Vivienne Parry: As if anyone would be scared of you. I am going to take three more questions. The gentlemen over there, one over there and Sandy. Right, let's start with the gentlemen over there.

 

Delegate: How useful is Gleason score?

 

Professor Jonathan Waxman: Well, Gleason score gives you an idea of an outlook. Unfortunately, the higher-grade tumours have poorer outlook. It is useful overall. It gives you an idea of the prospects for a cure. It gives you an idea of the grade - of how well someone is going to do. It is probably absolutely the most important indicator of a prognosis.

 

Professor Malcolm Mason: One other thing which is helping us with patients treated with combination of hormone therapy and radiotherapy is that Gleason score is beginning to give us a guide as to how long to continue with the hormone therapy.
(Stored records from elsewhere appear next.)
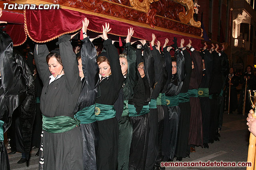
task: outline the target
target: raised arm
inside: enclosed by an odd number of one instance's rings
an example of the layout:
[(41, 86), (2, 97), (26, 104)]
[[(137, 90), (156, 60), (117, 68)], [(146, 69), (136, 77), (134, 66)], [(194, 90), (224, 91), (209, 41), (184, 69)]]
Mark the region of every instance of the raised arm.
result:
[(204, 47), (203, 50), (203, 52), (204, 53), (204, 65), (206, 74), (209, 75), (208, 77), (210, 79), (212, 71), (213, 57), (212, 55), (207, 50), (207, 45), (206, 43), (204, 43), (204, 45), (205, 45)]
[(13, 54), (13, 43), (6, 33), (0, 31), (0, 73), (5, 95), (17, 94), (28, 89), (25, 70), (18, 65)]
[(109, 60), (110, 68), (111, 68), (111, 76), (113, 77), (114, 80), (115, 87), (117, 89), (120, 89), (123, 84), (124, 80), (124, 76), (122, 73), (119, 56), (117, 52), (117, 49), (114, 45), (112, 44), (112, 41), (108, 38), (107, 33), (111, 30), (109, 28), (109, 24), (106, 24), (105, 27), (102, 25), (103, 28), (103, 39), (105, 41), (103, 43), (103, 45), (106, 49), (107, 55)]
[(137, 74), (138, 71), (136, 65), (136, 51), (131, 45), (130, 39), (132, 35), (133, 34), (134, 31), (132, 28), (128, 29), (128, 33), (126, 39), (126, 44), (124, 48), (127, 51), (127, 59), (128, 63), (127, 78), (129, 78), (131, 82), (131, 85), (135, 86), (138, 82), (138, 77)]
[(86, 18), (83, 20), (82, 30), (84, 40), (81, 49), (81, 58), (83, 72), (86, 84), (90, 89), (95, 88), (100, 82), (99, 77), (99, 67), (96, 58), (97, 51), (96, 49), (90, 41), (86, 34), (89, 20)]
[(142, 47), (144, 63), (144, 71), (148, 86), (153, 87), (154, 84), (155, 71), (154, 68), (154, 58), (150, 48), (146, 45)]
[(49, 51), (46, 45), (36, 45), (34, 53), (35, 62), (37, 71), (44, 85), (48, 83), (49, 76), (51, 75), (46, 60)]
[(68, 89), (73, 94), (77, 83), (81, 83), (77, 61), (70, 41), (71, 36), (68, 35), (62, 35), (59, 38), (57, 44), (59, 44), (60, 57), (65, 72), (65, 77)]
[(191, 57), (194, 63), (194, 66), (196, 72), (196, 78), (198, 86), (201, 83), (203, 71), (203, 65), (202, 63), (202, 57), (199, 52), (192, 47), (191, 51)]
[[(173, 41), (174, 43), (172, 45), (172, 47), (174, 48), (175, 50), (175, 55), (177, 58), (177, 76), (179, 81), (182, 82), (184, 80), (185, 78), (185, 73), (186, 73), (185, 70), (185, 65), (187, 64), (185, 63), (185, 62), (188, 62), (188, 61), (185, 60), (184, 58), (186, 59), (188, 58), (187, 53), (186, 52), (188, 53), (186, 51), (186, 49), (184, 50), (182, 53), (180, 50), (178, 48), (177, 46), (177, 39), (175, 37), (174, 38)], [(183, 49), (183, 45), (184, 44), (184, 39), (182, 39), (180, 40), (180, 47), (182, 49)], [(188, 54), (189, 55), (189, 54)], [(186, 57), (184, 57), (185, 56)], [(190, 61), (190, 64), (191, 64), (191, 62)], [(190, 66), (191, 67), (191, 66)]]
There are suggestions that for men with a high Gleason score, they may benefit from a longer course of hormone therapy than patients with a lower Gleason score, so it is beginning to impact a little bit in treatment in that sense.

 

Vivienne Parry: Gentleman over there.

 

Delegate: Is there anything being developed to take away the pain from the biopsies? It's like having a tooth out without having an injection.

 

Vivienne Parry: Can I just say that actually pain killers used in men for dental pain don't actually work on men - they work in women. That's why women have always said that men are wimps during dental treatments, because the pain killers don't work.

 

Professor Jonathan Waxman: Well, generally what we do in most cases now is a local anaesthetic into the prostate - so two injections are made. And with that there should be no pain.

 

Professor Roger Kirby: You can also do it under light sedation. We need to work a lot harder to make it a painless procedure. There are also problems with bleeding and infection after a biopsy so it is a problematic area. We're working on it.

 

Vivienne Parry: Special pain killers for men. Sandy ?

 

Delegate ( Sandy Tyndale-Biscoe ): I'm sorry I want to get back to sex again. All the talk about prostate and sex concentrates on erections and leaves out the main points which is the prostate has a job to do in sex and without it you can do it, but you can't ejaculate. Is there any treatment forthcoming or promising which will leave men with a working prostate?

 

Professor Roger Kirby: Well, I take them out - they don't work once I've taken them out, that's for sure. We'd like to maintain sexual function, but to adequately control the disease, that is the future hope really. Probably we are going to look to new molecular treatments to achieve that. Almost any physical treatment aims to destroy the cancer and unfortunately it destroys the ejaculatory function as well, and it damages erection. So it's a massive issue and loads of work needs to be done but we are all working so hard to try and achieve the perfect world where we cure the cancer but don't damage the patient at all.

 

Vivienne Parry: Thank you very much. Can I congratulate all of these people for very interesting and fascinating exhibitions of their work. We are going to go to our next session now and I know that many of you will have more questions to ask so perhaps you can ask them during the coffee break. And your presentations will be available? ( Presenters responded with a yes) Thank you very much indeed.